За выживанье в стае драка – ну не
инстинкт ли от акул или волков?
И ты, искрой на вспененном буруне
на свет из перламутровых оков
исторгнута в безумную игру не
игрушечных страстей и страстных слов,

ты различаешь четкие контрасты
неприкасаемых и высшей касты?
Тебе дано высокое чело,
пока еще не в пятнах, не в морщинах.
А что едино женщине в мужчинах?
Скорей не цвет, не звук, оно – число.


             V

Скорей не цвет, не звук, оно – число,
что этим миром правит без предела.
Мелькающие цифры на табло:
вот чей-то взлет, а чья-то пролетела
в осадок жизнь. И людям ни тепло,
ни холодно и никакого дела
что чудище «стозевно и обло,
и лаяй» и кого-то даже съело.

Не все так мрачно, есть и чудаки,
кому достанет муки и муки,
все перемелется, чего ни сунь, и
надеются всегда, что кто-то жив,
и ближе подойдут, и, приложив
ладонь ко рту, окликнут: «Эй, на шхуне!»


              VI

Ладонь ко рту, окликнут: «Эй, на шхуне!» –
спасатели. Успел, не опоздал,
в последний миг почти – хвала Фортуне! –
морской патруль.
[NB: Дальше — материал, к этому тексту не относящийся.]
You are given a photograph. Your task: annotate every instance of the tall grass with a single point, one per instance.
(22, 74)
И розовый коралл
уже не риф, на чем, как на гарпуне,
себя корабль днищем нанизал,
но украшение сродни петунье
на клумбе или как в кольце кристалл.

Спасенные с безумными очами
божатся, что пудовыми свечами
осветят храм в честь чуда, что спасло.
Но, если кроме шуток, то матросам
законным не задаться ли вопросом:
«Куда вас сдуру к черту занесло?»


             VII

«Куда вас сдуру к черту занесло», –
не очень-то вопросом прозвучало.
Дома стоят, но это не село,
но и не город. Пригород? Начало
или конец? Смотря откуда шло
звучанье метронома. Как стрекало
крапивы кожу, слух оно ожгло,
задело за живое и немало.

Как пленки посреди кино обрыв,
где виски с содовой цедил шериф,
ковбоя поджидающий в салуне...
Внезапно – некий двадцать пятый кадр:
любовный танец синих саламандр
в безвестной на краю земли лагуне.


             VIII

В безвестной на краю земли лагуне
субтропики и пальмовый парад,
в зените солнце виснет пополудни,
кокосы, ананасы год подряд.
Зимой погода та же, что в июне,
вылизывает все, как мать зверят.
Над волнами, как над равниной луни,
бакланы с альбатросами парят.

Туманы – кружевные занавески,
растительность – на штукатурке фрески,
все выписано тщательно зело.
Все чисто, аккуратненько, как в доме.
Козе понятно, в этом водоеме
никто не окунал вовек весло.


              IX

Никто не окунал вовек весло
в такую с виду редкостную воду,
мол, не вода то вовсе, а сусло,
что сварено нечистому в угоду.
Явь исказит, как гнутое стекло,
красавец в той воде сродни уроду,
и много здесь кого подстерегло
крушенье грез полнейшее и сходу.

Фиаско ждет искателей дотошных,
секрета алчущих, мол, как художник
вдохнул биенье жизни в полотно.
Нельзя найти лицо за яви маской,
холст загрунтованный под краской,
сгубило многих белое пятно.


              X

Сгубило многих белое пятно,
проклятая к непознанному тяга,
открытий блажь хмельнее, чем вино,
и просыпается в душе бродяга.
Оснащена для странствия давно,
томится шхуна у причала, флага
полотнище трепещет, взметено
над мачтой. Соразмерно, без напряга

мерцает парус, как из серебра щит,
и сказано: «Кто ищет, тот обрящет»,
пусть не сокровищ – истины зерно.
Губителен триумф звезде изгоя,
балласт самодовольства и покоя,
влекущий за собой под ил на дно.


              XI

Влекущий за собой под ил на дно,
актинии паж верный – рак-отшельник,
она прекрасна, он уродлив, но
нет спутника надежнее в лишеньях.
Узором из блужданий сплетено
предание о том, кто в суть вещей вник,
кому скитаться небом суждено,
кто с роду неприкаянный кочевник.

Кто в нужный миг сам явится не зван
и поведет без карты караван
ленивых мулов вьючных и кибиток,
кто знает путь и ходит налегке,
и в ком, как и в любом проводнике,
невидим глазу кроется вглуби ток.


              XII

Невидим глазу кроется вглуби ток
в рассказах о хождениях в морях
и посуху, о чуждых алфавитах
и нравах, о народах и царях…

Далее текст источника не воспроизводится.